WASHINGTON (Reuters) - Some 200 U.S. Marines arrived in Australia on a six-month deployment on Tuesday, the first of 2,500 troops expected to rotate through a de facto base in the port of Darwin as part of plans to deepen the U.S. military presence in the Asia-Pacific.
The deployment of Marines to Australia was part of a deal announced late last year by President Barack Obama and Australian Prime Minister Julia Gillard to increase bilateral military cooperation and training.
"This is completely irrelevant militarily but quite important as a signal and that's why it is valued in the region," said a diplomat from the Asia-Pacific region.
Chinese officials have questioned whether the move is part of a larger U.S. strategy aimed at encircling it and thwarting the country's rise as a global power.
The first group of Marines will engage in exercises with the Australian Defence Forces and also will travel to other nations throughout the region for training and exercises, a Marine Corps spokesman said.

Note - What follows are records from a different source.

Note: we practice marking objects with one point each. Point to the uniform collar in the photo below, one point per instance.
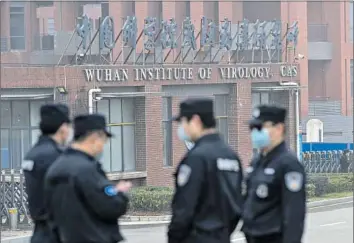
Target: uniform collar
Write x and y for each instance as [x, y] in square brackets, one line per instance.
[80, 153]
[47, 139]
[208, 138]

The force is expected to grow in size over time to become a 2,500-person Marine Air Ground Task Force, the spokesman said. It is expected to be a rotational force, with different units moving through for short periods of time rather than being based in Australia permanently.
The first 200 Marines were from the 3rd Marine Regiment based in Hawaii.
The decision to base Marines in Australia comes as the United States implements a new defense strategy that calls for a shift in emphasis to the Asia-Pacific.
China has questioned whether strengthening military alliances would help the region when economic woes put a premium on cooperation.
The port of Darwin is located 500 miles from Indonesia, putting the Marines in a position to respond quickly to any humanitarian and security issues in Southeast Asia, where disputes over sovereignty in the South China Sea have caused rising tensions.
In announcing the basing decision in November, Obama stressed that it was not an attempt to isolate China.
"The notion that we fear China is mistaken. The notion that we are looking to exclude China is mistaken," he said, adding that "we welcome a rising, peaceful China."